Applying Remedial Process Optimization and Advanced Techniques to Achieve Sustainable Remediation in a Cost-Constrained World

Optimizing In-Situ Bioremediation of Chlorinated Ethenes in Ontario’s Groundwater

Cleanup of perchloroethene (PCE) and trichloroethene (TCE) in groundwater through enhanced in situ bioremediation (EISB) includes the addition of electron donors (biostimulation) and the addition of beneficial dechlorinating microorganisms (bioaugmentation). EISB is a proven and cost effective remedial approach which is now being widely implemented at Canadian chlorinated solvent sites due to: The availability of bioaugmentation cultures and related testing; Federal and provincial regulatory approvals for bioaugmentation culture; Demonstrated success of bioremediation at Canadian sites; and Novel approaches for amendment distribution in low permeability matrices. A Canadian bioaugmentation culture (KB-1®) containing Dehalococcoides (Dhc) can be used to enhance bioremediation at sites where these dechlorinating microorganisms are absent or poorly distributed.
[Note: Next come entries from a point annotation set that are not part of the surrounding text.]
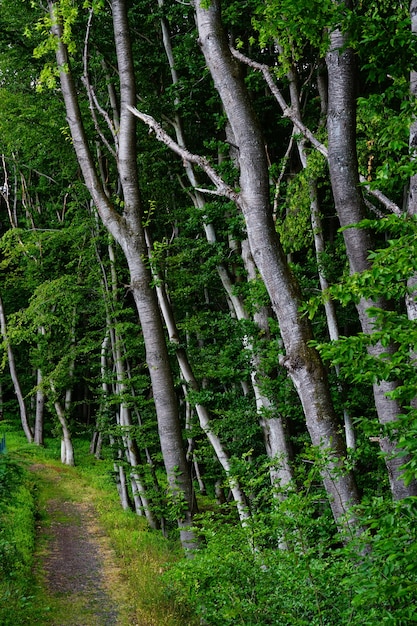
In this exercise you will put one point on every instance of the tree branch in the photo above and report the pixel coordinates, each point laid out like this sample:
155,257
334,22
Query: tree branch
188,157
291,114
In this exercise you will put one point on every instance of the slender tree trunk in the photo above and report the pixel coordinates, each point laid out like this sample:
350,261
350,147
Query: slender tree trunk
302,362
67,450
202,412
15,379
39,410
344,175
411,298
318,239
128,232
273,426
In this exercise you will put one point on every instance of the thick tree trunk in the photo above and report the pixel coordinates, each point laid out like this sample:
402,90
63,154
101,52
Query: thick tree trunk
13,373
411,298
344,175
128,232
272,425
302,362
318,238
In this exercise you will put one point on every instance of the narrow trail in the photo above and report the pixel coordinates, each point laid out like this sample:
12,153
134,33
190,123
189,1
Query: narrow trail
75,565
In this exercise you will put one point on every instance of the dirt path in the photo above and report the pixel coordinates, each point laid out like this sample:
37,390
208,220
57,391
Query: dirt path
75,564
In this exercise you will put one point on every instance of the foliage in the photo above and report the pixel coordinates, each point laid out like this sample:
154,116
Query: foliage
17,537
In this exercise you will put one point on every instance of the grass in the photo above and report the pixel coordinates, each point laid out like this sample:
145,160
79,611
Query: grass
139,555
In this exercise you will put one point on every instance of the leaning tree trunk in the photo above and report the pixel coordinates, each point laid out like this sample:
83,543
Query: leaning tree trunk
411,298
13,373
128,232
344,176
273,426
202,412
301,360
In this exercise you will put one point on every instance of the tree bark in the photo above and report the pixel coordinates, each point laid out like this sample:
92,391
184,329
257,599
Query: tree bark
302,362
343,166
128,232
15,379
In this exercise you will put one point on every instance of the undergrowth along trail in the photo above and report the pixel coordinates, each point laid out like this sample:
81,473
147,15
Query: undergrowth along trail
94,564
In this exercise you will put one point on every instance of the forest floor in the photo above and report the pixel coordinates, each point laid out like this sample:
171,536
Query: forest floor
77,571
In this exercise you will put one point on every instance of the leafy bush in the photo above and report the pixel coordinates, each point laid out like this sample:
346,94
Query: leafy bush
287,569
17,531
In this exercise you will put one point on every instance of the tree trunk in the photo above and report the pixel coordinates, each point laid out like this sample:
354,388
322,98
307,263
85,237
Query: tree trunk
39,410
302,362
344,175
128,232
202,412
273,426
15,379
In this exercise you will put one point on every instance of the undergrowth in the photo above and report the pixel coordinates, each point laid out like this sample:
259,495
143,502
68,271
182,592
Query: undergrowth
141,554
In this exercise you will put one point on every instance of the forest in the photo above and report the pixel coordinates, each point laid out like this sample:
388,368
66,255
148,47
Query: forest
208,284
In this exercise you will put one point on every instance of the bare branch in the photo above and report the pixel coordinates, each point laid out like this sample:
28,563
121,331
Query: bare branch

In addition, locally available remediation treatability studies and groundwater testing for Dhc, allows better selection of remediation amendments and strategies to confirm success after implementation. The KB-1® culture has been available for use in Canada since 2008 upon receiving regulatory approvals obtained through Environment Canada’s New Substances Notification program. 
The Ontario Ministry of the Environment (MOE) also granted approval for KB-1® through a Mobile Certificate of Approval, which is applicable to most sites in Ontario. As a result, KB-1® is being applied at a growing number of locations in Ontario, including sites in the Greater Toronto Area and Ottawa regions. A case study highlighting an Ontario site will be presented to illustrate how successful enhanced bioremediation was implemented. Geologies where EISB is being implemented include fractured rock as well as low permeability clay and glacial till. Low permeability strata are common in some of the most highly industrialized areas in Canada, notably in Southern Ontario and Quebec. Originally conceived as an oil and gas extraction technology, hydraulic fracturing can be used to improve distribution of bioremediation amendments, thereby improving bioremediation outcomes. Electrokinetic (EK) bioremediation is a novel approach that uses an electrical current to move amendments in the subsurface. Examples of successful implementation of hydraulic fracturing and EK- enhanced bioremediation to improve amendment distribution in clay strata will be discussed.